The Battle of the Boyne holiday is commonly known as Orangemen’s Day and the Twelfth. It’s a commemoration of the Glorious Revolution in 1688 and the culmination of that revolution in the Battle of the Boyne in 1690. It’s one of the more contentious dates in the UK calendar and is an UIster Protestant festival on this day.

The Battle of the Boyne took place in 1690 between King James II, a Catholic, and King William III, a Protestant, who had deposed James as King of England in 1688. The battle took place at Old Bridge, across the River Boyne, and William was victorious.

August Bank Holiday in Scotland falls on the first Monday in August while it is recognized on last Monday in August in England, Wales, and Northern Ireland.

The August Bank Holiday falls on the last Monday of August across the UK, except in Scotland where it’s held on the first Monday of the month.

Unlike the Spring bank holidays, the August holiday does not represent a modern version of any older religious festival.
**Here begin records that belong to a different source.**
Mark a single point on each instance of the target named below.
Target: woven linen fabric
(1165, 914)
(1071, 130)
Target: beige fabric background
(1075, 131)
It’s more likely the date holiday in August was selected to provide workers with a break before the conclusion of summer and before the long period of work without a holiday between then and Christmas. Many people in the UK will visit local beaches, parks, and tourist destinations on this day.

St Andrew's Day is the feast day of Andrew the Apostle, and is celebrated annually in Scotland on November 30. It’s also considered Scotland’s National Day.
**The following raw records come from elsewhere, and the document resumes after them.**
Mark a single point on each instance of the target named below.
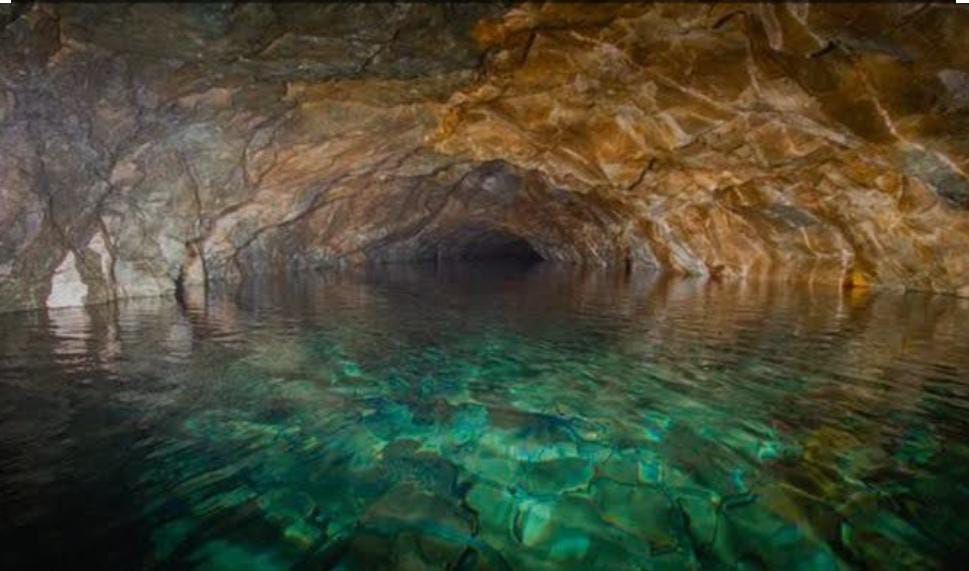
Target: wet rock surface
(152, 146)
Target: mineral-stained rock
(149, 147)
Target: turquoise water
(495, 418)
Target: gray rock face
(155, 144)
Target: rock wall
(150, 145)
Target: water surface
(471, 418)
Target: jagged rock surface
(149, 145)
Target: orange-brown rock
(150, 145)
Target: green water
(488, 419)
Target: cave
(486, 244)
(484, 285)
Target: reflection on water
(488, 419)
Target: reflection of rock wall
(201, 142)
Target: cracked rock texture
(150, 145)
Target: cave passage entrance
(474, 244)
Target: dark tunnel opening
(487, 245)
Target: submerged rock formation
(152, 145)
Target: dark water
(488, 419)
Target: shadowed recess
(486, 244)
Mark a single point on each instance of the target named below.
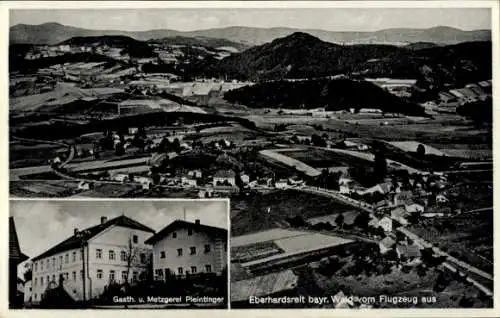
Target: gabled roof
(388, 242)
(410, 251)
(74, 242)
(225, 174)
(185, 225)
(14, 248)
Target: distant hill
(131, 46)
(330, 94)
(298, 55)
(51, 33)
(213, 43)
(420, 45)
(301, 55)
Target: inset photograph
(118, 254)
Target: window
(158, 273)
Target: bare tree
(130, 257)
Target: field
(411, 146)
(46, 188)
(467, 237)
(320, 158)
(249, 213)
(290, 162)
(24, 154)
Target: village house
(382, 188)
(281, 184)
(224, 177)
(197, 174)
(189, 181)
(414, 208)
(345, 185)
(441, 198)
(409, 253)
(83, 185)
(16, 257)
(183, 248)
(386, 224)
(111, 251)
(400, 215)
(386, 245)
(402, 198)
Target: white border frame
(4, 186)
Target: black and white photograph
(118, 254)
(353, 141)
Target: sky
(331, 19)
(42, 224)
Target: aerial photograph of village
(136, 255)
(355, 145)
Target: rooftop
(88, 233)
(410, 251)
(185, 225)
(263, 285)
(14, 248)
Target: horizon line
(252, 27)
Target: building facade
(184, 248)
(110, 252)
(16, 257)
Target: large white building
(110, 252)
(183, 248)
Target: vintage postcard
(325, 155)
(124, 254)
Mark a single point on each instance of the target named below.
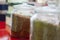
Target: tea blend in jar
(44, 27)
(20, 26)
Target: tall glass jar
(44, 24)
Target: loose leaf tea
(20, 26)
(43, 31)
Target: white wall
(2, 1)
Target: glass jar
(44, 24)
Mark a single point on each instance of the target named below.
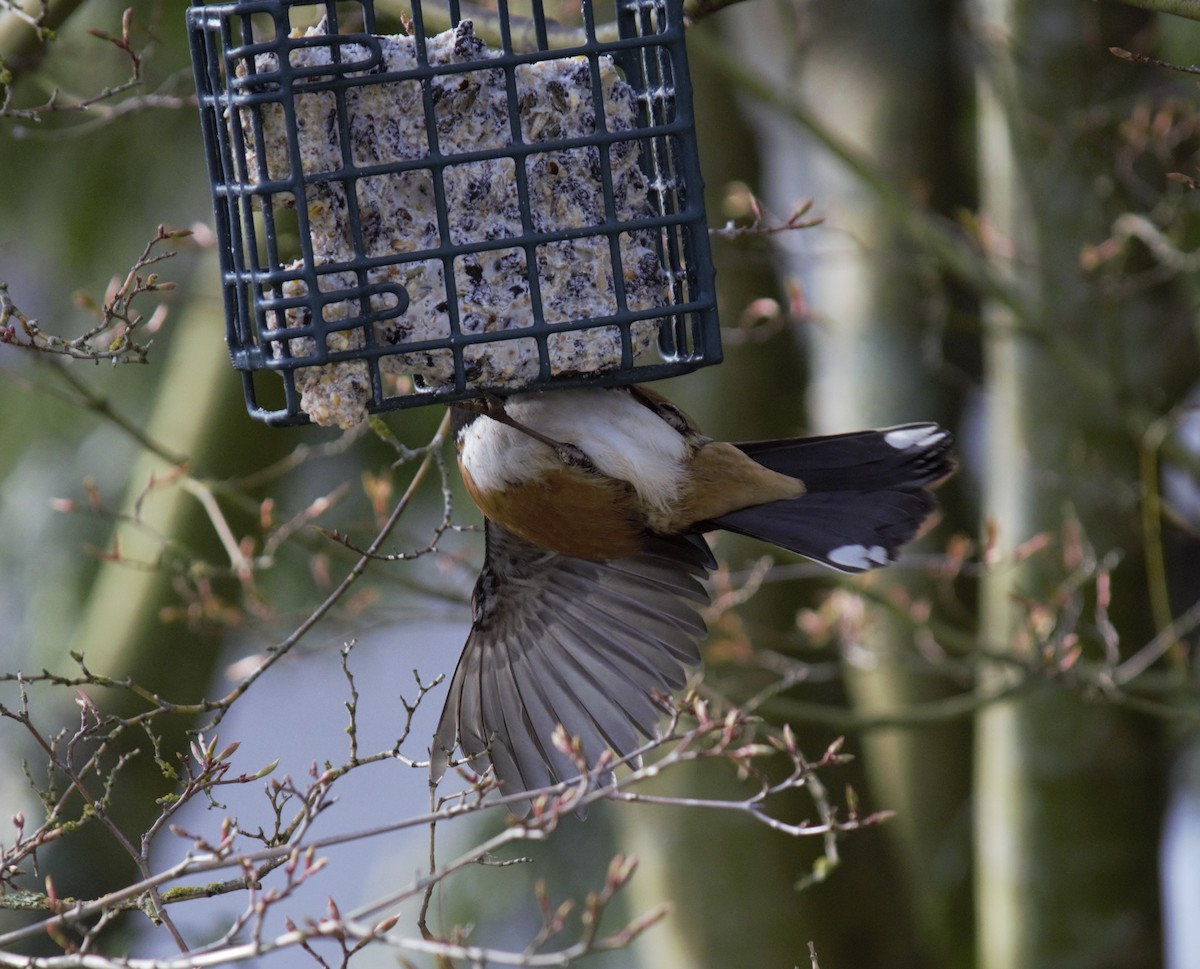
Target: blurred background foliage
(1007, 218)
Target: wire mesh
(423, 204)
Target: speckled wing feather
(564, 641)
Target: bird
(595, 504)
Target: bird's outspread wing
(573, 642)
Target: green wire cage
(430, 203)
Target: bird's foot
(492, 405)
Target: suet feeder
(429, 203)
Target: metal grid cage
(481, 200)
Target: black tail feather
(867, 494)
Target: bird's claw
(574, 457)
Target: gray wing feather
(571, 642)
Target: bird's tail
(867, 493)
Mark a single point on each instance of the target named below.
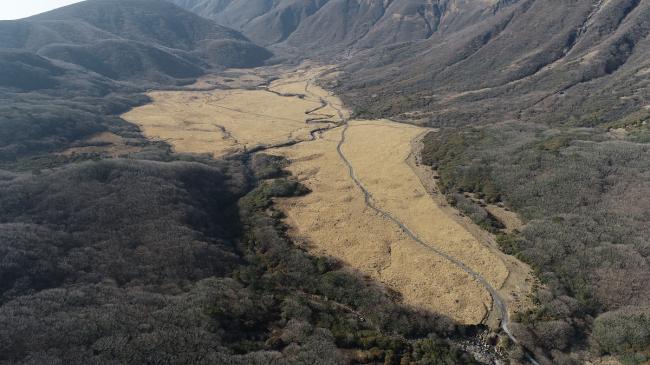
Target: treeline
(136, 261)
(584, 195)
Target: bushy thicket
(584, 194)
(177, 262)
(33, 123)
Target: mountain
(134, 40)
(539, 60)
(457, 61)
(328, 26)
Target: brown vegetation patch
(220, 122)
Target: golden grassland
(220, 122)
(334, 219)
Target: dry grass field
(334, 219)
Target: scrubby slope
(330, 26)
(535, 59)
(135, 40)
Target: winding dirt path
(367, 206)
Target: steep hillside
(329, 26)
(583, 60)
(135, 40)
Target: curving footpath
(496, 297)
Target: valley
(368, 206)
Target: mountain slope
(135, 40)
(539, 60)
(328, 26)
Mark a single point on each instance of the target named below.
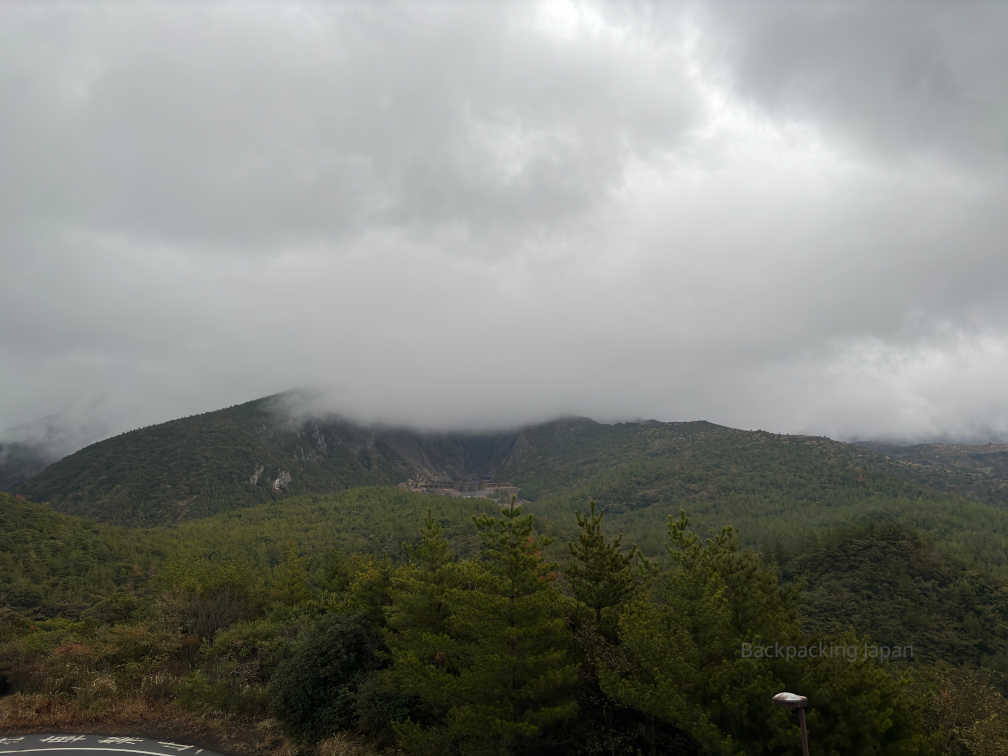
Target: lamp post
(793, 701)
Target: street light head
(791, 701)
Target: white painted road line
(97, 744)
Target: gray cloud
(459, 216)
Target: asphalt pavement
(97, 744)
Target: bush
(315, 691)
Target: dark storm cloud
(785, 216)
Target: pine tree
(601, 574)
(517, 681)
(423, 663)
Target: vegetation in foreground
(479, 639)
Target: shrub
(315, 691)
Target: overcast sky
(788, 216)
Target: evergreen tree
(602, 576)
(516, 683)
(423, 663)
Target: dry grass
(26, 713)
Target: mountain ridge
(260, 452)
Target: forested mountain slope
(257, 452)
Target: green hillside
(18, 463)
(254, 453)
(233, 614)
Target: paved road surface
(97, 744)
People will be able to enjoy a varied program of events and festivals, featuring uniquely Scottish line-ups of music, dance, culture and more.

Like many other English-speaking countries across the globe, UK celebrated Christmas Day on December 25. Christmas Day is one of the most important public holidays throughout the country.

The UK still has a significant portion of the population that keeps Christmas in a very religious spirit. But to a large degree, the holiday has become rather secularized and commercialized.

It is a time to have family togetherness during off-work days, while some families will choose this holiday to make a trip domestically and globally.

Boxing Day occurs on the day after Christmas each year, and falls on December 26. In the UK, Boxing Day became a holiday during the reign of Queen Victoria, its earliest mention in writing dating from the 1830’s.

Today, the Boxing Day has become a time of major sports events, much as Thanksgiving Day is in the United States. It’s only celebrated in a few countries such as Canada, Australia, South Africa and New Zealand.